Все согласно закивали головами. Совершить налёт на какой-нибудь хутор представлялось крайне соблазнительным. Не стоит идеализировать детей. Не шли они по лесам Франции с букетиками цветов в руках, обратив взоры к небу, как позже представлялось сентиментальным летописцам. В детях разное: и добро, и абсолютная безжалостность. Они могли начисто обокрасть одинокую беззащитную старуху по пути, совершенно не думая, как она после этого будет жить, и в тоже время плакать над каким-нибудь слепым котёнком.
Дети есть дети, в толпе они бездушны, а по одному маму зовут.
Утром, на десятый день пути, деревенскому священнику падре Паскале было видение.
Это случилось перед самым рассветом, когда, вымотанные долгим переходом, дети спали вповалку на земле возле потухших костров. В ту ночь в лесу лёг туман. Белая низовая дымка накрыла кустарник и спящих детей.
В какой-то момент вдалеке засвистела первая ранняя птица. И в этот самый миг священник вздрогнул и резко сел на влажной от росы траве, словно его кто-то потряс за плечо. Не понимая причины пробуждения, священник протёр глаза и тут же замер на месте, забыв опустить руки.
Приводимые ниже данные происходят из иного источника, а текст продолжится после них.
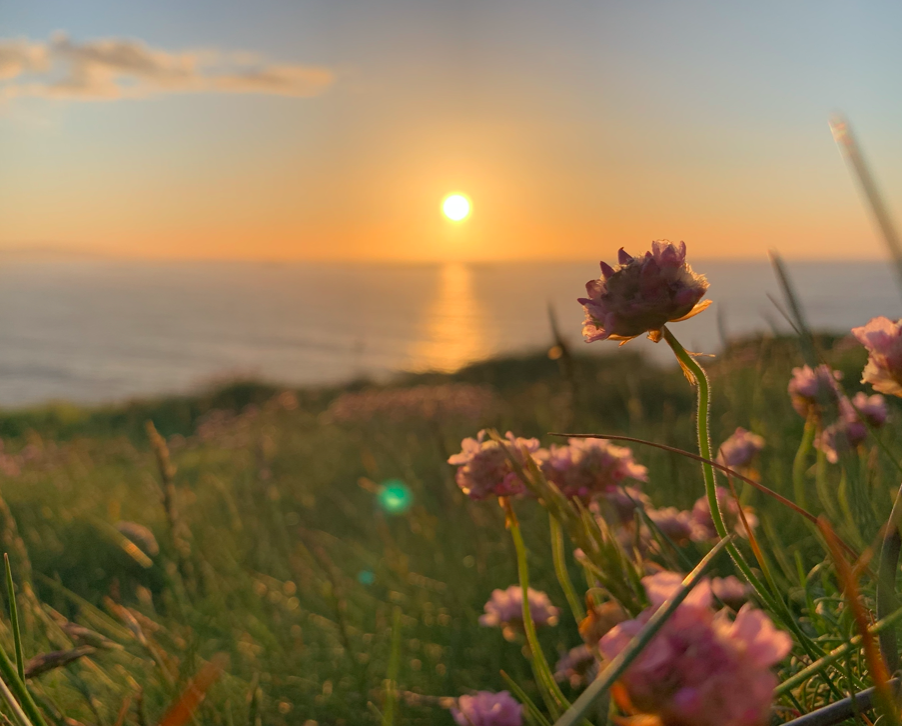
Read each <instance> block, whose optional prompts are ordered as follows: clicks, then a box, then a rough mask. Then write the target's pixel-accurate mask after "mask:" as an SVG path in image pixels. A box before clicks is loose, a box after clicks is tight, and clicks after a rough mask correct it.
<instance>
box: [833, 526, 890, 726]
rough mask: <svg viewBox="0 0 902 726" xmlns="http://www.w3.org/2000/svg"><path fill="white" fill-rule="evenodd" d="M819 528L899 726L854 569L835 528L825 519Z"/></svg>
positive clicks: (870, 656)
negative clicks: (837, 541) (842, 545)
mask: <svg viewBox="0 0 902 726" xmlns="http://www.w3.org/2000/svg"><path fill="white" fill-rule="evenodd" d="M818 527H819V528H820V530H821V533H822V534H823V535H824V539H825V540H826V542H827V546H828V547H829V549H830V554H831V555H832V557H833V562H834V565H835V567H836V576H837V578H838V579H839V581H840V585H841V586H842V588H843V590H844V591H845V595H846V602H847V603H848V605H849V609H850V611H851V612H852V617H853V618H854V620H855V625H856V627H857V628H858V632H859V634H860V635H861V646H862V648H863V650H864V654H865V660H866V661H867V664H868V670H869V671H870V673H871V678H873V679H874V685H875V687H876V688H877V697H878V700H879V701H880V703H881V707H882V710H883V712H884V715H885V716H886V720H887V722H888V723H890V724H895V725H896V726H898V724H899V717H898V714H897V713H896V708H895V699H894V698H893V692H892V688H891V687H890V685H889V680H890V679H889V673H888V671H887V670H886V664H885V663H884V662H883V659H882V658H881V657H880V652H879V650H878V648H877V647H876V644H875V643H874V636H873V634H872V633H871V632H870V631H869V630H868V620H867V614H866V613H865V611H864V607H863V606H862V604H861V598H860V597H859V592H858V583H857V582H856V580H855V577H854V575H853V573H852V568H851V567H850V566H849V563H848V562H847V561H846V558H845V557H843V554H842V551H841V550H840V548H839V545H838V543H837V540H836V535H834V534H833V529H832V527H830V525H829V524H828V523H827V521H826V520H825V519H822V520H821V521H820V522H819V523H818Z"/></svg>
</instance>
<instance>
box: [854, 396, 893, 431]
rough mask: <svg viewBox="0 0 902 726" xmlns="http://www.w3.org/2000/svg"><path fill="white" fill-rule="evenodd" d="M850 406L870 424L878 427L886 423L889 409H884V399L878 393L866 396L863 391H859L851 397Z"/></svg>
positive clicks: (888, 412) (888, 416)
mask: <svg viewBox="0 0 902 726" xmlns="http://www.w3.org/2000/svg"><path fill="white" fill-rule="evenodd" d="M852 406H853V408H854V410H855V411H857V412H858V414H859V415H860V416H861V417H862V418H863V419H864V420H865V421H867V422H868V424H869V425H870V426H872V427H873V428H875V429H879V428H880V427H881V426H883V425H884V424H885V423H886V419H887V418H888V417H889V411H887V409H886V401H885V400H884V399H883V396H881V395H880V394H879V393H875V394H874V395H873V396H868V394H866V393H865V392H864V391H859V392H858V393H856V394H855V396H854V397H853V398H852Z"/></svg>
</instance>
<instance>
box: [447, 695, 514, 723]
mask: <svg viewBox="0 0 902 726" xmlns="http://www.w3.org/2000/svg"><path fill="white" fill-rule="evenodd" d="M451 715H452V716H454V722H455V723H456V724H458V726H521V724H522V723H523V707H522V706H521V705H520V704H519V703H517V701H516V700H515V699H514V697H513V696H511V694H510V693H508V692H507V691H501V692H500V693H492V692H491V691H479V693H477V694H476V695H475V696H461V697H460V698H458V699H457V706H456V707H452V708H451Z"/></svg>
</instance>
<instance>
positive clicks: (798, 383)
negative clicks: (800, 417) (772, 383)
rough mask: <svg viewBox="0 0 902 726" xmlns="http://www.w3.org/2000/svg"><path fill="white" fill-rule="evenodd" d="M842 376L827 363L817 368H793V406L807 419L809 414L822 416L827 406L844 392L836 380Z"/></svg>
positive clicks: (840, 374)
mask: <svg viewBox="0 0 902 726" xmlns="http://www.w3.org/2000/svg"><path fill="white" fill-rule="evenodd" d="M840 378H842V374H841V373H840V372H839V371H833V370H830V368H829V367H828V366H826V365H819V366H818V367H817V369H815V370H812V369H811V367H810V366H802V367H801V368H793V369H792V379H791V380H790V381H789V386H788V390H789V397H790V399H792V407H793V408H794V409H795V410H796V411H797V412H798V414H799V416H801V417H802V418H805V419H807V418H808V417H809V415H815V416H821V415H822V414H823V413H824V410H823V409H824V407H825V406H832V405H833V404H836V403H837V402H838V401H839V398H840V396H841V395H842V392H841V391H840V390H839V386H838V385H837V383H836V382H837V381H838V380H839V379H840Z"/></svg>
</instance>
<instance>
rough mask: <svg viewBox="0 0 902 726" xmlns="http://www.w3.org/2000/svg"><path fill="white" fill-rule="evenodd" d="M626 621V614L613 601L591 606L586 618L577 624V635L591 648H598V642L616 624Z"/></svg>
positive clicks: (621, 607)
mask: <svg viewBox="0 0 902 726" xmlns="http://www.w3.org/2000/svg"><path fill="white" fill-rule="evenodd" d="M624 620H626V612H625V611H624V610H623V608H622V607H621V606H620V604H619V603H617V602H615V601H614V600H610V601H609V602H606V603H602V604H601V605H593V606H592V607H590V608H589V612H588V613H587V614H586V617H585V618H583V620H582V622H581V623H580V624H579V634H580V635H581V636H582V639H583V641H584V642H585V643H586V645H588V646H589V647H591V648H597V647H598V641H599V640H601V639H602V638H603V637H604V636H605V634H606V633H607V632H608V631H610V629H611V628H613V627H614V626H615V625H617V624H618V623H622V622H623V621H624Z"/></svg>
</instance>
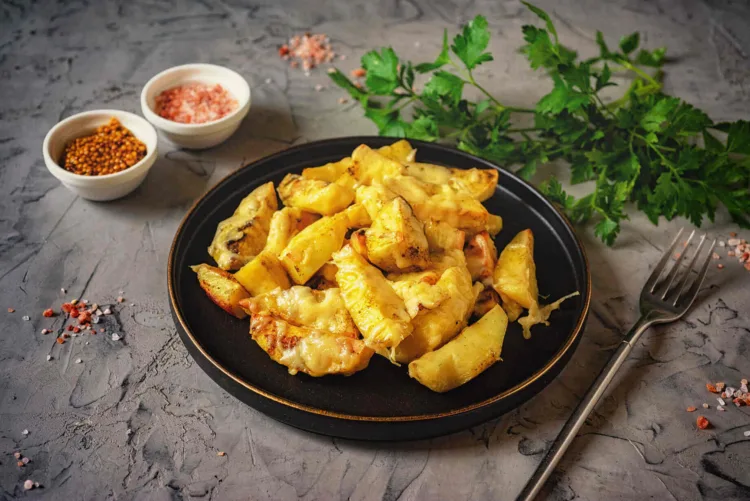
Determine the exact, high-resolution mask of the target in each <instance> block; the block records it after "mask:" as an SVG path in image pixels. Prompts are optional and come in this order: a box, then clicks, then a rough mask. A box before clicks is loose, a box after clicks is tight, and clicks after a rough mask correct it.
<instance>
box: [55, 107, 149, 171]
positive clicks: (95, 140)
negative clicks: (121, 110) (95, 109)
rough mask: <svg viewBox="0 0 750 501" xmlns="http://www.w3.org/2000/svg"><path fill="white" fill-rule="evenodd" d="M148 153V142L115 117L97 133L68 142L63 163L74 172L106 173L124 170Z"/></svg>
mask: <svg viewBox="0 0 750 501" xmlns="http://www.w3.org/2000/svg"><path fill="white" fill-rule="evenodd" d="M145 156H146V145H145V144H143V142H142V141H141V140H140V139H138V138H137V137H135V135H133V133H132V132H130V130H128V129H126V128H125V127H124V126H123V125H122V124H121V123H120V121H119V120H117V119H116V118H114V117H112V118H111V119H110V121H109V123H106V124H104V125H102V126H100V127H98V128H97V129H96V131H94V133H93V134H89V135H88V136H83V137H77V138H75V139H73V140H71V141H70V142H69V143H67V144H66V145H65V150H64V151H63V155H62V158H61V159H60V165H61V166H62V168H63V169H65V170H67V171H68V172H72V173H73V174H79V175H82V176H104V175H106V174H114V173H115V172H120V171H123V170H125V169H127V168H129V167H132V166H133V165H135V164H137V163H138V162H140V161H141V160H142V159H143V157H145Z"/></svg>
Стояла полная тишина. А в нескольких метрах от него в тумане виднелась какая-то фигура.
Окончательно не проснувшемуся священнику показалось, что это кто-то из сопровождающих поход родителей пробрался в стан и бродит среди детей. Но это было не так. Фигура принадлежала женщине, но одета она была в какие-то странные белые одеяния, какие не носят во Франции.
В тишине женщина в белом ступала между спящими детьми, время от времени склонялась над кем-то из них. Лица её было не разглядеть, волосы покрывала белая накидка.
Фигура то скрывалась, то вновь появлялась в тумане. Испытывая безотчётный страх, падре Паскале сидел на траве, боясь пошевельнуться, наблюдая, как одетая в странные одежды женщина склоняется над детьми и что-то шепчет, словно называет их по именам. Туман в лесу только прибавлял ощущение какой-то нереальности происходящего.
Женщина казалась священнику странно знакомой. В какой-то момент она слегка обернулась, священнику показалось, что сейчас он увидит её лицо и закричит. Ещё бы секунда – и он бы сумел её увидеть, но в этот миг вдалеке затарахтела птица, время словно убежало назад, и падре Паскале вновь резко сел на земле, протирая глаза, как будто только что проснулся. Женщины среди спящих детей уже не было.
– Это была Богородица. Всё понятно, – чувствуя, как у него холодеет затылок, а в груди вырастает, ширится и вот-вот лопнет что-то огромное, трясясь, как в ознобе, шептал сам себе падре Паскале, хотя ничего ему понятно не было. Как и не было понятно, почему он решил, что это была именно Матерь Божия.